# Will two bodies initially connected to and revolving around each other, start spinning when disconnected?

Two extended bodies are connected with a string and revolve around each other (that is, around the center of mass of this system). No gravity, no external forces.

The string is cut, and they start to depart from each other. Will they spin around their own centers of mass?

For a (representative) particular case when one of the bodies is a dumbbell (two point masses connected by a light rigid rod),

the answer is trivial - each point mass will start its tangential movement with a different velocity, so the pair will be revolving.

On the other hand, for the following configuration,

there seems to be no rotation.

Is there a general approach?

• In the second case there will be rotation about the center of mass of the two balls. That’s because the tangent velocity at the location of ball 1 is not parallel to the tangent velocity at location of ball 2. Aug 22, 2021 at 16:52

The bodies are spinning before the string is cut, once per revolution. Since neither the string nor the cutting of the string apply torque to the bodies, there will be no change of rotational speed for the bodies, so they will keep spinning.

To think of this another way: at the moment the string is cut, the part of the body connected to the string is moving slower than the part of the body directly opposite due to the circular motion. Cutting the string does not change the speed of any part of the body, so the difference in velocity in different parts of the body will result in an overall rotation.

In your second illustration, the two balls have different velocities, as shown with the arrows below:

These different velocities would result in an overall rotation in the two-ball system after the string is cut.

• What if the string was initially connected to some principal axis so that the objects did not rotate before the string was cut? Aug 22, 2021 at 15:05
• @Mauricio Are you thinking of something like the string being connected to the axis of a toy top? Aug 22, 2021 at 15:13
• Yeah, I guess the result in that case is different and should be acknowledged. Aug 22, 2021 at 15:14
• @Mauricio Not necessarily. If the string is only connected at one point, then the top will rotate until its center of mass is aligned with the string. Even if the connection point is at the center of mass, then the top will rotate if the axis isn't a 1D line. I could imagine a multipoint connection rigging with slip rings that would allow for spinning without the top rotating, but that goes rather far beyond the generic situation described by the OP. In any case, cutting the string still doesn't change the rotational motion of the bodies about their own centers of mass. Aug 22, 2021 at 15:26
• Indeed, the bodies are spinning before the string is cut. But I am not sure that this spinning is not because they are connected by the string.

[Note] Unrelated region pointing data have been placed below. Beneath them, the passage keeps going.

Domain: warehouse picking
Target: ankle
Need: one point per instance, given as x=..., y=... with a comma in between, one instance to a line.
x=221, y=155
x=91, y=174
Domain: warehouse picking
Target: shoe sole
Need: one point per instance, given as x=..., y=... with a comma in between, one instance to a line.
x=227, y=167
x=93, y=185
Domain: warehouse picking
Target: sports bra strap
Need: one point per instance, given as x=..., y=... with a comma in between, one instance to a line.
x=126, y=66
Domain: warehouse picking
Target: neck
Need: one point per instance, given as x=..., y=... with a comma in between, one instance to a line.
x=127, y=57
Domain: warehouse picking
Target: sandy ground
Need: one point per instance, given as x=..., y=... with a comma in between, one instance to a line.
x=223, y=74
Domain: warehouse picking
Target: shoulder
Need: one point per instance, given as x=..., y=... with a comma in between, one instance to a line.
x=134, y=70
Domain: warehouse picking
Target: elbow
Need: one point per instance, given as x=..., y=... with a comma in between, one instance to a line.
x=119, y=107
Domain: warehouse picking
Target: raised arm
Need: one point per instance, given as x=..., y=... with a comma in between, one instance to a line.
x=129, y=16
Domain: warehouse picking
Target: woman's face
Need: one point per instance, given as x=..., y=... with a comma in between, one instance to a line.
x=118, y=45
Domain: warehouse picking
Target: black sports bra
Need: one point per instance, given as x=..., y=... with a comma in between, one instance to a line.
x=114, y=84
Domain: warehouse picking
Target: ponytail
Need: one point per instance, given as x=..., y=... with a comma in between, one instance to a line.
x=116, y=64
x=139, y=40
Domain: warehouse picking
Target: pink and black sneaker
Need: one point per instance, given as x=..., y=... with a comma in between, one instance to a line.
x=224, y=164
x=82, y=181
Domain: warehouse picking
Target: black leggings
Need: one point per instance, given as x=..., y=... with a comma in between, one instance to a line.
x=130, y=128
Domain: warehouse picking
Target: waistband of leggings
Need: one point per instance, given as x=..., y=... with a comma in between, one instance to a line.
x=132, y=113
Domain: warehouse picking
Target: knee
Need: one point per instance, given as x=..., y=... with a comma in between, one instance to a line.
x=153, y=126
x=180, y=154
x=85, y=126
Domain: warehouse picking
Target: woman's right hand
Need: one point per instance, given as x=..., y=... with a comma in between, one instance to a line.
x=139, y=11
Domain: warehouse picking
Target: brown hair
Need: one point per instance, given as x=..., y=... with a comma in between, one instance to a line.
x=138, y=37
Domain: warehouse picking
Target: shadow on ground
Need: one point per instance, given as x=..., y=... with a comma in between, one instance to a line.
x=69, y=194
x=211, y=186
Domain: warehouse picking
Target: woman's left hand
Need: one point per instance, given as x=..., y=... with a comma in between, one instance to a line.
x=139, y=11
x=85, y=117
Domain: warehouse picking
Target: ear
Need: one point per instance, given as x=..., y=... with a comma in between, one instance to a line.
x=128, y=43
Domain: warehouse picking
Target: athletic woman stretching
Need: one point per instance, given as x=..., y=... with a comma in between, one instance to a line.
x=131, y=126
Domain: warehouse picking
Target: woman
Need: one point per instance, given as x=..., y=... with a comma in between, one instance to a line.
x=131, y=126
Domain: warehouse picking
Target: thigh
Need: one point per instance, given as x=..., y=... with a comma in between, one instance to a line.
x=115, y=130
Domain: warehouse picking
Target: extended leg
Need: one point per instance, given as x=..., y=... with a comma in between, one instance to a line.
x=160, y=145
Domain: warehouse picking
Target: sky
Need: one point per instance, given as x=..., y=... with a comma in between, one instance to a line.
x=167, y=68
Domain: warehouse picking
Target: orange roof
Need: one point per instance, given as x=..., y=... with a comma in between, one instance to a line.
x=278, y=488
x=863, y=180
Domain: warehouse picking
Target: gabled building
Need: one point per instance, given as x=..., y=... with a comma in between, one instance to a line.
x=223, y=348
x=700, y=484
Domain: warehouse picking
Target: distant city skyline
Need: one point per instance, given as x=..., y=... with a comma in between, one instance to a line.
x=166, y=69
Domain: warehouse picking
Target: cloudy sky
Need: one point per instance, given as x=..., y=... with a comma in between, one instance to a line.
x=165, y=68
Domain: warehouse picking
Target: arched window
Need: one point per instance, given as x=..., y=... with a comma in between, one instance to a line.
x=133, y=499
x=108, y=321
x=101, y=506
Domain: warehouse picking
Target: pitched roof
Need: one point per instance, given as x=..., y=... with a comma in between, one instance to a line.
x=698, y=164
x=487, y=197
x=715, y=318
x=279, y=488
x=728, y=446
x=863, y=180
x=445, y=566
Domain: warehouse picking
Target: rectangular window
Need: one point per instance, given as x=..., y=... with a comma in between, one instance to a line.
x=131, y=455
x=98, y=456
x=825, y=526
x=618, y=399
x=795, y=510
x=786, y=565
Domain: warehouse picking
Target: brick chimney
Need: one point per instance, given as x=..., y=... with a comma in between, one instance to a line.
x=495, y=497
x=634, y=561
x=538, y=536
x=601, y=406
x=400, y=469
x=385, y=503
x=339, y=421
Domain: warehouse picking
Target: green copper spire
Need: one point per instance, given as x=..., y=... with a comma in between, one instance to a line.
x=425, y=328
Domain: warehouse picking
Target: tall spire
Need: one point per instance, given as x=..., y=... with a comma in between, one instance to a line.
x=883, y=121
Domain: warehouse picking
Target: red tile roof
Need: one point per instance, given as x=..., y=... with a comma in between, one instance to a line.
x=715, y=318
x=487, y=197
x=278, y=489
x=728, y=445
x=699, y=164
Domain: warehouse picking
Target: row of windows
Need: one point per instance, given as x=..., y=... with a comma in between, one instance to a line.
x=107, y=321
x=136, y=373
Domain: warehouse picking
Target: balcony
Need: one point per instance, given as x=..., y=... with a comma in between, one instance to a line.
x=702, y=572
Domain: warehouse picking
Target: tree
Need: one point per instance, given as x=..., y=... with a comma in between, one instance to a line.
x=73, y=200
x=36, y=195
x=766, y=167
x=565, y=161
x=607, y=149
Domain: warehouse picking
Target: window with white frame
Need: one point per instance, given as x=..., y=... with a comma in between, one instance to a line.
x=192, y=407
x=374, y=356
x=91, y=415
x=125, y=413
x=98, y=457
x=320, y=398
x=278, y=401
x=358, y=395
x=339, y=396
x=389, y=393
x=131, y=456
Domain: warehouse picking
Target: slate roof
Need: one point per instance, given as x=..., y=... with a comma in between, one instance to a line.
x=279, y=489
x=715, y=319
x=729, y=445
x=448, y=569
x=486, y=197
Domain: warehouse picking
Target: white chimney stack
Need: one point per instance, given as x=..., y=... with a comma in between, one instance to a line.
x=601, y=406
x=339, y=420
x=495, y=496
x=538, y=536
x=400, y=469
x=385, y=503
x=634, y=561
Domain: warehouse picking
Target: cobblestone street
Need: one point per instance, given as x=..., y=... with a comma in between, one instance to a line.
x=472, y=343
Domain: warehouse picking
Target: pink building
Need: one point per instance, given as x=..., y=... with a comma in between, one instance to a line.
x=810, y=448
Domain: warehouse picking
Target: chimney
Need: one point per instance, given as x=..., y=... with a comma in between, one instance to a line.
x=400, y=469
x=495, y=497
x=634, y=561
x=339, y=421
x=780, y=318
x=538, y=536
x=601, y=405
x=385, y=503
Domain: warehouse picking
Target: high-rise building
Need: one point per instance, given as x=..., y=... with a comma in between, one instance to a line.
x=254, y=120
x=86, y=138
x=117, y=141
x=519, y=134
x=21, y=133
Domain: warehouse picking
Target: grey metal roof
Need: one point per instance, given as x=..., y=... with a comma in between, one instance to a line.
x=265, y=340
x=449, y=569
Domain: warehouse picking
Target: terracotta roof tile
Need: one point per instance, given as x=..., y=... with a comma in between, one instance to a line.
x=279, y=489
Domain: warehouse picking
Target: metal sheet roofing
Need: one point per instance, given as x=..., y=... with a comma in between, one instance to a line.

In your terms, this is exactly my question - does the string apply torque to the bodies? Aug 22, 2021 at 15:30

Take a ball of radius $$r$$ connected to a thin center-post by string of length $$R$$. The post accelerates up to and stays at a high final rotation speed $$\Omega$$. Obviously the ball revolves at $$\Omega$$. Now imagine case 2 where a thin, light ball-bearing is connected to the string and the ball rotates within it.

Lookin down along the axis of rotation, draw an arrow ⬆️ on the top of the ball. In case 2 it always points the same way, and in case 1 it rotates once per revolution.

At the same angular velocity $$\Omega$$ of the system: $$v_1=v_2 =v= \Omega (R+r)$$ $$\omega_1 = \Omega ~,~ \omega2 = 0$$

By conservation of angular and linear momentum, after the cut: $$v_{1,f}=v= \Omega (R+r) ~,~ \omega_{1,f}= \Omega$$

$$v_{2,f}=v= \Omega (R+r) ~,~ \omega_{2,f}= 0$$

Yes it spins as it travels away no matter what shape it is.

In your lower pic the tangent velocities are not parallel for the two balls.

By the way, the kinetic energy in case 1 is higher: $$E_1= \frac{1}{2} m v^2 + \frac{1}{2} I_{ball} \omega^2$$ where $$I_{ball}$$ is the moment of inertia of a sphere around around its axis. The second term is gone for case 2: $$E_2= \frac{1}{2} m v^2= \frac{1}{2} I_{mass} \Omega^2$$ where $$I_{mass}$$ is the moment of inertia of a point-mass in revolution, $$m(R+r)^2$$ in this case. We also just derived the parallel axis theorem where $$E_1= \frac{1}{2} I_{tot} \Omega^2$$ and $$I_{tot}=I_{mass}+I_{ball}$$.